High-Dose Insulin Euglycemia Therapy (HIET) is a highly effective treatment for severe calcium channel blocker toxicity. HIET involves administering a large bolus of regular insulin followed by a continuous infusion, which improves myocardial contractility and helps the heart shift its energy source. Insulin facilitates the uptake of carbohydrates by the heart muscle, providing a more readily available fuel source to a heart struggling with reduced blood flow.

Glucagon is another medication that may be used, as it works by a different mechanism than calcium channels to increase the heart rate and contractility. It achieves this by activating receptors on the heart muscle cells, leading to a rise in cyclic AMP (cAMP) levels independent of the diltiazem blockade. Glucagon is often given as an initial bolus followed by a continuous infusion, though its effectiveness can be variable.

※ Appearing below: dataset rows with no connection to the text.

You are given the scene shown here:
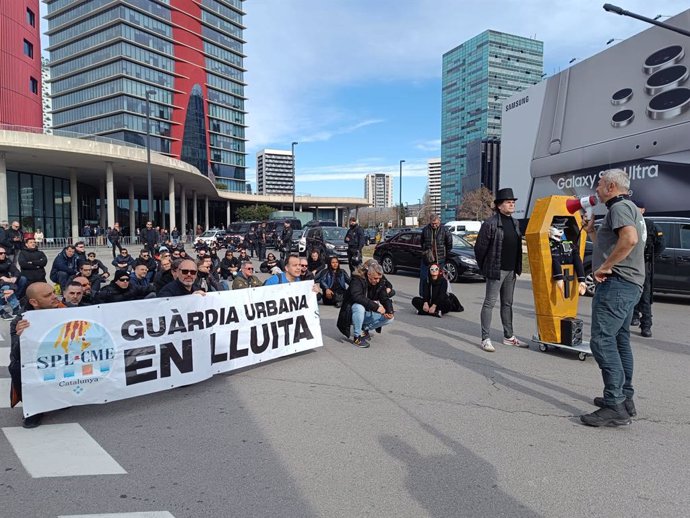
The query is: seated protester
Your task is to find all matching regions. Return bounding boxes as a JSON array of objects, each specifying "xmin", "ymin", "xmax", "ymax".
[
  {"xmin": 219, "ymin": 248, "xmax": 240, "ymax": 280},
  {"xmin": 299, "ymin": 257, "xmax": 314, "ymax": 281},
  {"xmin": 7, "ymin": 282, "xmax": 65, "ymax": 428},
  {"xmin": 86, "ymin": 252, "xmax": 110, "ymax": 284},
  {"xmin": 153, "ymin": 257, "xmax": 175, "ymax": 293},
  {"xmin": 319, "ymin": 257, "xmax": 350, "ymax": 308},
  {"xmin": 232, "ymin": 261, "xmax": 261, "ymax": 290},
  {"xmin": 112, "ymin": 248, "xmax": 134, "ymax": 271},
  {"xmin": 264, "ymin": 255, "xmax": 301, "ymax": 286},
  {"xmin": 192, "ymin": 256, "xmax": 220, "ymax": 293},
  {"xmin": 0, "ymin": 246, "xmax": 28, "ymax": 300},
  {"xmin": 62, "ymin": 281, "xmax": 84, "ymax": 308},
  {"xmin": 17, "ymin": 237, "xmax": 48, "ymax": 286},
  {"xmin": 412, "ymin": 263, "xmax": 462, "ymax": 318},
  {"xmin": 259, "ymin": 252, "xmax": 284, "ymax": 273},
  {"xmin": 134, "ymin": 248, "xmax": 157, "ymax": 282},
  {"xmin": 337, "ymin": 260, "xmax": 393, "ymax": 348},
  {"xmin": 49, "ymin": 245, "xmax": 79, "ymax": 289},
  {"xmin": 70, "ymin": 276, "xmax": 95, "ymax": 306},
  {"xmin": 158, "ymin": 259, "xmax": 206, "ymax": 298},
  {"xmin": 96, "ymin": 270, "xmax": 145, "ymax": 304},
  {"xmin": 129, "ymin": 263, "xmax": 156, "ymax": 298},
  {"xmin": 307, "ymin": 248, "xmax": 326, "ymax": 277}
]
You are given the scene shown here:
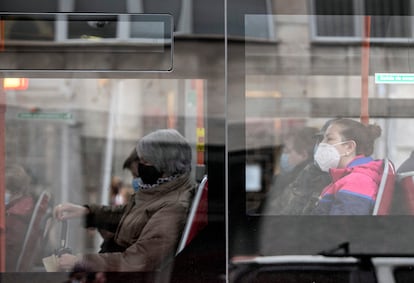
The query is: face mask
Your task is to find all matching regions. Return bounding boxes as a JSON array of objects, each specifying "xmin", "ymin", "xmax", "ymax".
[
  {"xmin": 314, "ymin": 142, "xmax": 345, "ymax": 172},
  {"xmin": 280, "ymin": 153, "xmax": 295, "ymax": 173},
  {"xmin": 4, "ymin": 192, "xmax": 10, "ymax": 204},
  {"xmin": 132, "ymin": 178, "xmax": 142, "ymax": 192},
  {"xmin": 138, "ymin": 163, "xmax": 162, "ymax": 185}
]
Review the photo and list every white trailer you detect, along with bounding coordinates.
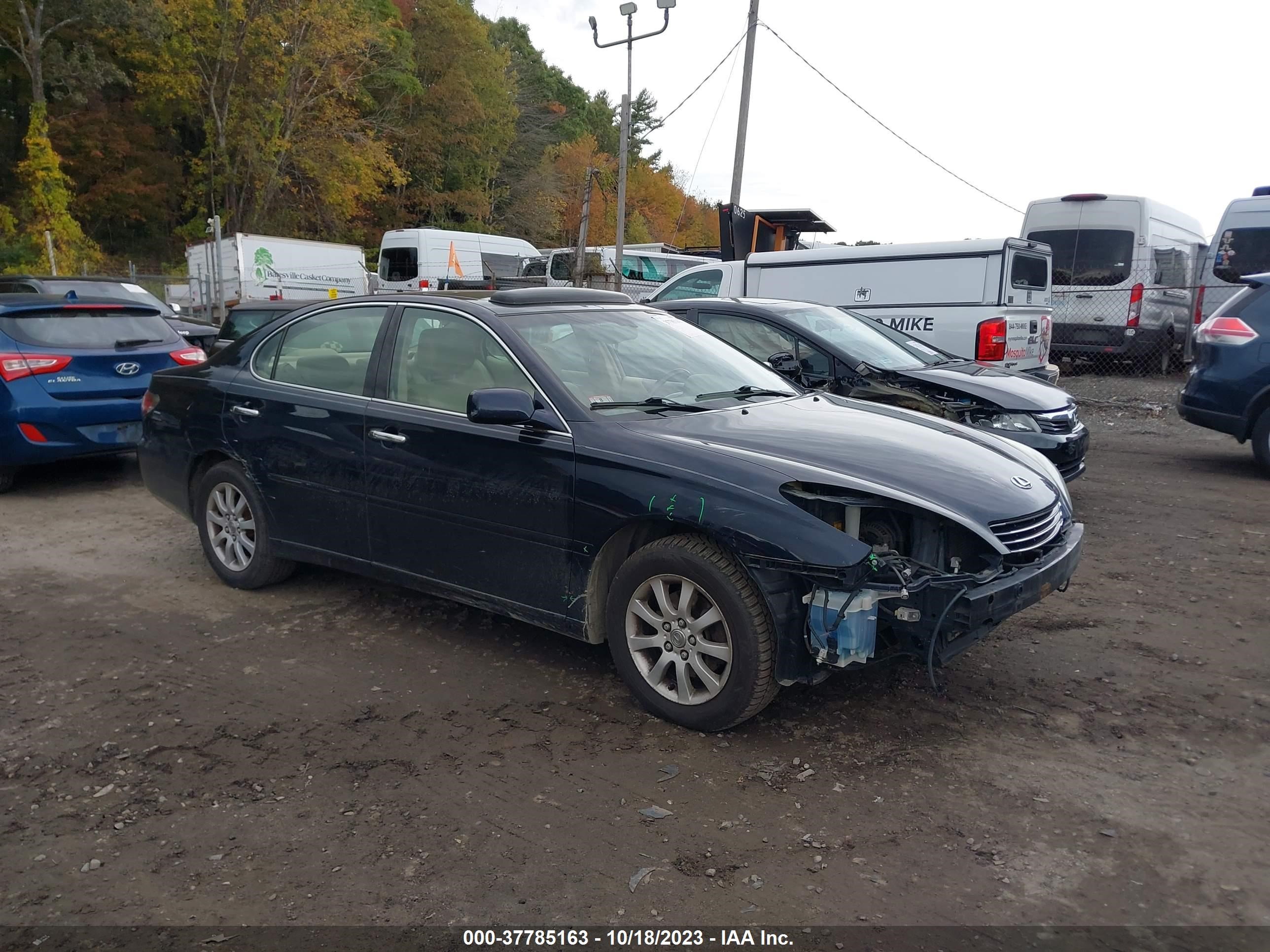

If low blood pressure persists despite these therapies, vasopressors such as norepinephrine are administered to constrict blood vessels and raise systemic blood pressure. In extremely refractory cases where the patient remains in profound cardiogenic shock, advanced life support techniques may be required. These include temporary cardiac pacing to regulate the heart rhythm or extracorporeal membrane oxygenation (ECMO), which acts as an artificial heart and lung to maintain circulation and oxygenation while the body clears the drug.